To get an evaluation or full license key, follow these steps:

  1. Fill in the Pdftools contact form and mention that you want to evaluate or use Pdftools OCR Service.
  2. After you receive confirmation, sign up or log in to the Pdftools Portal.
  3. Click See product next to Pdftools OCR Service, and then copy your license key.

Prerequisites

  • A supported Linux distribution. Refer to Linux in the supported operating systems documentation.
  • The Pdftools OCR Service manager and worker packages for your distribution. Refer to Download the packages.
  • A valid Pdftools OCR Service license key. Refer to Get a license key.

Download the packages

Pdftools OCR Service needs two packages: a manager and a larger worker (about 4.6 GB). Download both for your distribution:

  1. Log in to the Pdftools Portal.

  2. On the Products page, next to Pdftools OCR Service, click Get started or See product.

  3. In the Product builds section, find the packages for your distribution, and then click Download for both the manager and the worker:

    • RPM:
      • pdftools-ocr-service-manager-VERSION_NUMBER-1.x86_64.rpm
      • pdftools-ocr-service-worker-VERSION_NUMBER-1.x86_64.rpm
    • DEB:
      • pdftools-ocr-service-manager_VERSION_NUMBER_amd64.deb
      • pdftools-ocr-service-worker_VERSION_NUMBER_amd64.deb

    The exact filename, for example pdftools-ocr-service-worker_1.1.4_amd64.deb, depends on the version you are installing.

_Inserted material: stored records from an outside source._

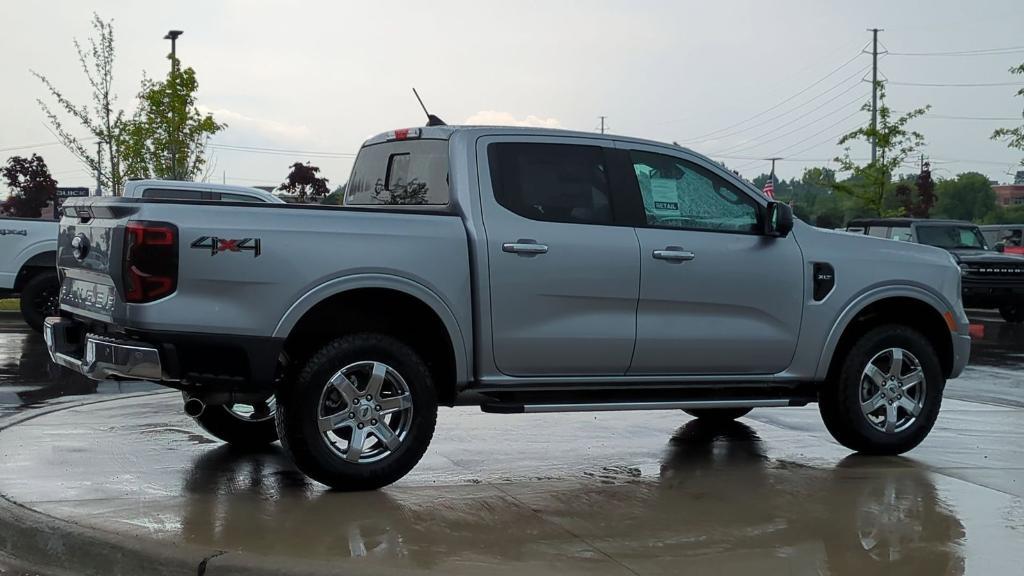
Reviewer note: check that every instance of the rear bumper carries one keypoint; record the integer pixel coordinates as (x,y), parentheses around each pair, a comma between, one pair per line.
(99,358)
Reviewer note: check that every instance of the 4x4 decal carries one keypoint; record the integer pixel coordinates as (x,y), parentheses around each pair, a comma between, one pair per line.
(215,245)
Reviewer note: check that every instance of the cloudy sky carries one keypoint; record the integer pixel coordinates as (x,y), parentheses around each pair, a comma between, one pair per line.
(737,80)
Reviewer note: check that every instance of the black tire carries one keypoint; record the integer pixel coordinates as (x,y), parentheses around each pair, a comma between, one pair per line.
(299,411)
(840,401)
(719,414)
(237,429)
(1013,312)
(40,297)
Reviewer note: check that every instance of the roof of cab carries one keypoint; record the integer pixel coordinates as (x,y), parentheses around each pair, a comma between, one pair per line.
(133,184)
(445,132)
(904,221)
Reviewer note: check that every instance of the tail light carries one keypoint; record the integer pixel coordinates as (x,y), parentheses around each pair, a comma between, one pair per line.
(151,260)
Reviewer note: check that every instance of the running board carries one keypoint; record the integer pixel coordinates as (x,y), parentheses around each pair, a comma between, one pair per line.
(529,408)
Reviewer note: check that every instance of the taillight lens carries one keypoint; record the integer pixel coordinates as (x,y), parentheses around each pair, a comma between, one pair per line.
(151,260)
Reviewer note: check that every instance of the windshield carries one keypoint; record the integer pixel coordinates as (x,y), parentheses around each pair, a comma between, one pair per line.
(950,237)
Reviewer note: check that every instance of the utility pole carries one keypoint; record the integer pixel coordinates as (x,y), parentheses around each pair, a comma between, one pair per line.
(99,160)
(172,35)
(875,88)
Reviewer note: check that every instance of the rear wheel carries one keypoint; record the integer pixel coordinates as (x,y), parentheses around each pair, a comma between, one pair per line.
(888,393)
(40,297)
(360,414)
(1013,312)
(241,424)
(719,414)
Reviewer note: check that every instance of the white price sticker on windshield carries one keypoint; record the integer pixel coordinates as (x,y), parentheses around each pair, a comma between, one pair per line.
(665,196)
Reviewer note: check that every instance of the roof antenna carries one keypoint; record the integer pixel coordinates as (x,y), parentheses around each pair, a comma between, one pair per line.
(431,119)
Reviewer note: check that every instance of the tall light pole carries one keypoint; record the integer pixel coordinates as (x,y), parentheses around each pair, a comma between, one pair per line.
(875,89)
(172,35)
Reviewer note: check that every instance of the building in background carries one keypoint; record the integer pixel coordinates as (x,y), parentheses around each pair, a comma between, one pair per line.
(1011,195)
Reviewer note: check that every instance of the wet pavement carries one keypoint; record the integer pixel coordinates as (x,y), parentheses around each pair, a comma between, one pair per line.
(596,493)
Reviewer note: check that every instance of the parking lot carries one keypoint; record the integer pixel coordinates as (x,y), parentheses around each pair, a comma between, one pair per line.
(118,469)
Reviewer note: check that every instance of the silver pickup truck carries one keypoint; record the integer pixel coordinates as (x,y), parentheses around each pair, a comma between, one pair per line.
(28,246)
(512,269)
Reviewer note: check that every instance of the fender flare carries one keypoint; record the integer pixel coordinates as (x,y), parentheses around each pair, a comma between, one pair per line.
(385,281)
(938,303)
(33,254)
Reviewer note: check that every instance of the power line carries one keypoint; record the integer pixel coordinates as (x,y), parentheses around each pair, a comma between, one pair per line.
(979,52)
(792,110)
(744,147)
(980,118)
(283,152)
(818,133)
(963,85)
(13,148)
(788,99)
(839,50)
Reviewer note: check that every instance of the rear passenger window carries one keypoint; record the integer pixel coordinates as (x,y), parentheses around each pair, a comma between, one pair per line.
(400,173)
(224,197)
(900,233)
(171,194)
(551,181)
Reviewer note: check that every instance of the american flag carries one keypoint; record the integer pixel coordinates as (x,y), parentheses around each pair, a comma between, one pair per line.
(769,190)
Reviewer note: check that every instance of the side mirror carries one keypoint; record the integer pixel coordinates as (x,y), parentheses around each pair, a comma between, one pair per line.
(778,221)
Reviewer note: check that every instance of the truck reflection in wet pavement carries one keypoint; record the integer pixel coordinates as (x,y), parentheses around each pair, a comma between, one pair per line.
(721,503)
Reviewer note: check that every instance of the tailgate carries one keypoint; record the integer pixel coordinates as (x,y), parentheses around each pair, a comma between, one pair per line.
(90,243)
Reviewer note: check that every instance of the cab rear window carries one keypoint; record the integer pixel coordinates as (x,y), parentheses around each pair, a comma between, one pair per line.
(400,173)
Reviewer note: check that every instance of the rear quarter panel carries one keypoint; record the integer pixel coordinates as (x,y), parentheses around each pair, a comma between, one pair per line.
(304,255)
(20,240)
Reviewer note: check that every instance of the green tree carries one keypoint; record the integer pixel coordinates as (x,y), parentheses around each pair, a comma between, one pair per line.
(99,118)
(1013,136)
(304,182)
(871,183)
(968,197)
(167,135)
(31,187)
(1008,215)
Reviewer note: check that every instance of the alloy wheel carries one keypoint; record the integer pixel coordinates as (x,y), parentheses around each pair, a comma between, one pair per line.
(892,391)
(365,412)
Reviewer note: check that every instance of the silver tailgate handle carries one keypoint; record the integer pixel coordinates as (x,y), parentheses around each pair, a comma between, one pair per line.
(524,248)
(674,253)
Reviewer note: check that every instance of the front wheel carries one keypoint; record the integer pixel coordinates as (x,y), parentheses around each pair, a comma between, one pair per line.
(40,297)
(1013,312)
(887,395)
(360,414)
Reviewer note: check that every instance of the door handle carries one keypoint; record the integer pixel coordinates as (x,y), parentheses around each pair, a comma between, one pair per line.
(524,248)
(674,253)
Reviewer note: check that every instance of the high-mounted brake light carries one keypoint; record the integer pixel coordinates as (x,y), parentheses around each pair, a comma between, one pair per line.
(403,134)
(151,260)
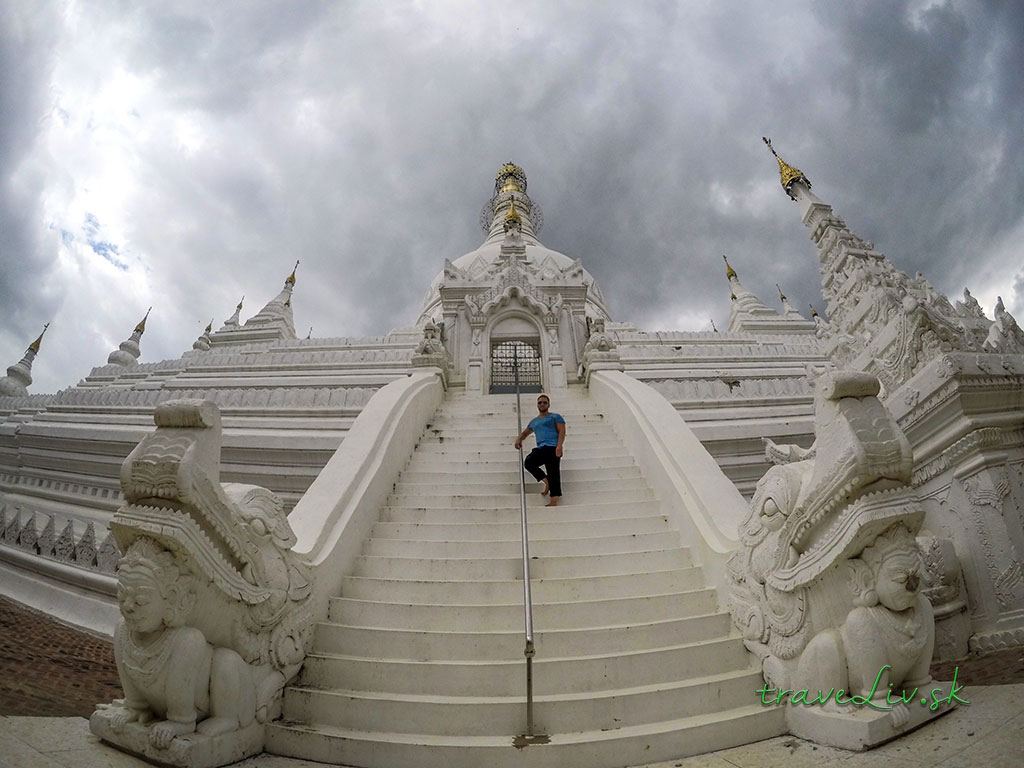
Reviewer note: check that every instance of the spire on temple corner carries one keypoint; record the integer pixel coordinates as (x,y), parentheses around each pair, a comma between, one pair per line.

Install Pdftools OCR Service

Install both packages with the matching package manager. Choose one of the following deployment models:

Single-host installation

Install both packages on the same host. They share the /var/lib/pdftools/files directory, so the manager hands jobs to the worker automatically. The manager’s default configuration already points to a worker on the same host at http://localhost:7998/, so you don’t need to configure the connection.

Install using RPM

Install the worker package:

sudo dnf install --nogpgcheck ./pdftools-ocr-service-worker-VERSION_NUMBER-1.x86_64.rpm

Install the manager package:

sudo dnf install --nogpgcheck ./pdftools-ocr-service-manager-VERSION_NUMBER-1.x86_64.rpm

Both commands include --nogpgcheck because the Pdftools packages aren’t signed, and RHEL-family distributions verify package signatures by default.

Replace VERSION_NUMBER with the exact version of the packages you downloaded, for example 1.1.4.

Continue with Set the license key.

Install using DEB

Install the worker package:

sudo apt install ./pdftools-ocr-service-worker_VERSION_NUMBER_amd64.deb

Install the manager package:

sudo apt install ./pdftools-ocr-service-manager_VERSION_NUMBER_amd64.deb

The Pdftools packages aren’t signed, but apt doesn’t verify signatures for local-file installs, so no extra flag is needed.

Replace VERSION_NUMBER with the exact version of the packages you downloaded, for example 1.1.4.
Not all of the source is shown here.